By Lewis Gould
If you are craving for more of Donovan McNabb’s whining, passive aggressive, victimization tour in which the former great Eagles QB identifies his career’s many slights, starting with being booed by Eagles fans at the 1999 draft, this is your lucky day!
Fox Sports announced yesterday that McNabb will call some games for Fox this fall.
Get your mute button ready.
It’s not that McNabb’s a bad talker, it’s that he’s proved incapable of speaking in television-appropriate soundbites during his brief time on TV and was never very good at explaining his play or knowing the rules during his career. Every sentence becomes a paragraph. Most of those paragraphs somehow reference his playing career. Many of those references involve a plea to “check the numbers.” It’s the sort of stuff that won’t play well in an NFL booth, where too many analysts rely on talking points rather than analyzing the game at hand. Call it Dan Dierdorf syndrome.
During a recent segment on Fox Sports 1, in 30 seconds he used platitudes and cliches, then quickly brought the discussion back to his favorite topic.
No one is John Madden out of the gate. Cris Collinsworth was too wordy and bland when he started in the Fox booth. Now he’s the best color commentator on television. Desmond Howard made fast improvements at College Gameday. It takes times for anyone to learn how to become a good analyst. McNabb might not get that time, however.

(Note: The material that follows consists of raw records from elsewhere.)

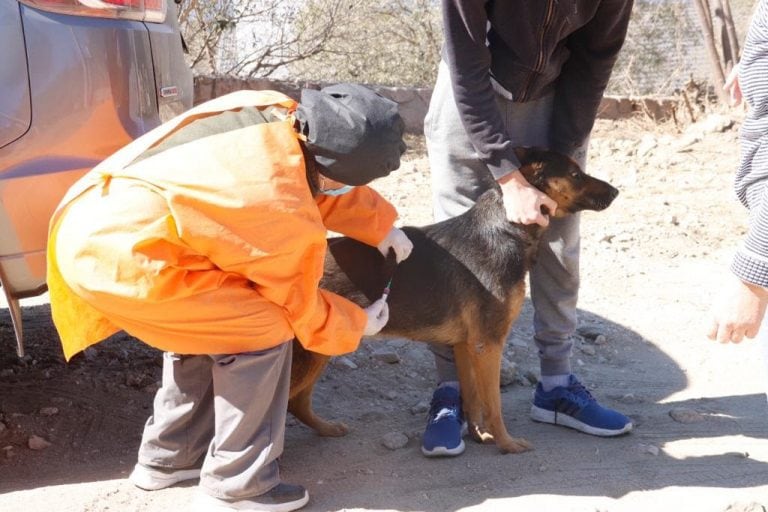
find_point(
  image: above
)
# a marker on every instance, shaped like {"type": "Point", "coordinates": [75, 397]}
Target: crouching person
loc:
{"type": "Point", "coordinates": [205, 238]}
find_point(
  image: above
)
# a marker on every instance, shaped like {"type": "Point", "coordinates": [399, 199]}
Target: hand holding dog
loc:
{"type": "Point", "coordinates": [398, 241]}
{"type": "Point", "coordinates": [524, 203]}
{"type": "Point", "coordinates": [739, 312]}
{"type": "Point", "coordinates": [378, 316]}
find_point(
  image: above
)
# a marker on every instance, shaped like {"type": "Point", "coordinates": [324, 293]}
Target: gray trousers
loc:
{"type": "Point", "coordinates": [456, 168]}
{"type": "Point", "coordinates": [229, 409]}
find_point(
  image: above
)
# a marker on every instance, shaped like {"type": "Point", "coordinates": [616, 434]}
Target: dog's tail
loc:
{"type": "Point", "coordinates": [390, 263]}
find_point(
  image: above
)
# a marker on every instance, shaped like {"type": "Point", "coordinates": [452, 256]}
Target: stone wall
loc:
{"type": "Point", "coordinates": [414, 101]}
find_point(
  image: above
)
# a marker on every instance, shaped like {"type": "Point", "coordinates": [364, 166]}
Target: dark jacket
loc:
{"type": "Point", "coordinates": [525, 50]}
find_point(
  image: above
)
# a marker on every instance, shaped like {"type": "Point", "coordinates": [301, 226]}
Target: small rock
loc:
{"type": "Point", "coordinates": [630, 398]}
{"type": "Point", "coordinates": [647, 144]}
{"type": "Point", "coordinates": [394, 440]}
{"type": "Point", "coordinates": [686, 142]}
{"type": "Point", "coordinates": [37, 443]}
{"type": "Point", "coordinates": [152, 388]}
{"type": "Point", "coordinates": [685, 415]}
{"type": "Point", "coordinates": [716, 123]}
{"type": "Point", "coordinates": [420, 408]}
{"type": "Point", "coordinates": [386, 356]}
{"type": "Point", "coordinates": [344, 362]}
{"type": "Point", "coordinates": [390, 395]}
{"type": "Point", "coordinates": [590, 332]}
{"type": "Point", "coordinates": [648, 448]}
{"type": "Point", "coordinates": [508, 372]}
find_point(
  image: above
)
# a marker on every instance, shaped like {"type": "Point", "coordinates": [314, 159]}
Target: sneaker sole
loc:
{"type": "Point", "coordinates": [442, 451]}
{"type": "Point", "coordinates": [551, 417]}
{"type": "Point", "coordinates": [206, 503]}
{"type": "Point", "coordinates": [151, 480]}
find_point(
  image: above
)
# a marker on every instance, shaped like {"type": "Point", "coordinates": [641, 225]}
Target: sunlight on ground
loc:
{"type": "Point", "coordinates": [737, 446]}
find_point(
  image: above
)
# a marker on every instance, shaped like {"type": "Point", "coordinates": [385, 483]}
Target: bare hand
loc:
{"type": "Point", "coordinates": [739, 312]}
{"type": "Point", "coordinates": [378, 316]}
{"type": "Point", "coordinates": [732, 87]}
{"type": "Point", "coordinates": [524, 203]}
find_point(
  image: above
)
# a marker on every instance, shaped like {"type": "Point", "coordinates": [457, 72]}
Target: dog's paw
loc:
{"type": "Point", "coordinates": [332, 429]}
{"type": "Point", "coordinates": [481, 435]}
{"type": "Point", "coordinates": [514, 445]}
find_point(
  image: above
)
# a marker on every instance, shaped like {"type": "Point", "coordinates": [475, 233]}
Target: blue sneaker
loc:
{"type": "Point", "coordinates": [445, 425]}
{"type": "Point", "coordinates": [573, 406]}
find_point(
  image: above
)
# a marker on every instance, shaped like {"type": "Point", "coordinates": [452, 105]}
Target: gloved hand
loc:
{"type": "Point", "coordinates": [378, 315]}
{"type": "Point", "coordinates": [397, 240]}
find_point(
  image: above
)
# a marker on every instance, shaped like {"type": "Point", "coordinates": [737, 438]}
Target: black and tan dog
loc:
{"type": "Point", "coordinates": [463, 285]}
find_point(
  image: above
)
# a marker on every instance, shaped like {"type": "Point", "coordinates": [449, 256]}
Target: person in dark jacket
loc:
{"type": "Point", "coordinates": [514, 74]}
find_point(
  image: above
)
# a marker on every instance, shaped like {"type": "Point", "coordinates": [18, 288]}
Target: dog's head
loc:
{"type": "Point", "coordinates": [563, 180]}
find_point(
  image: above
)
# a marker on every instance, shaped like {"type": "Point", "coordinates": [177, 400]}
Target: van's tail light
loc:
{"type": "Point", "coordinates": [140, 10]}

In an interesting twist, Fox announced that the spot next to Dick Stockton will rotate between McNabb, Brady Quinn and Kirk Morrison. It’s an idea that sounds compelling on the surface. Heck, it could be its own reality TV show. Instead of hoping one analyst becomes good, Fox throws three against the wall to see who sticks. But how are McNabb, Quinn or Morrison supposed to improve if they’re only doing one game every three weeks? Practice doesn’t make perfect in the broadcast booth. Only real game day experience does.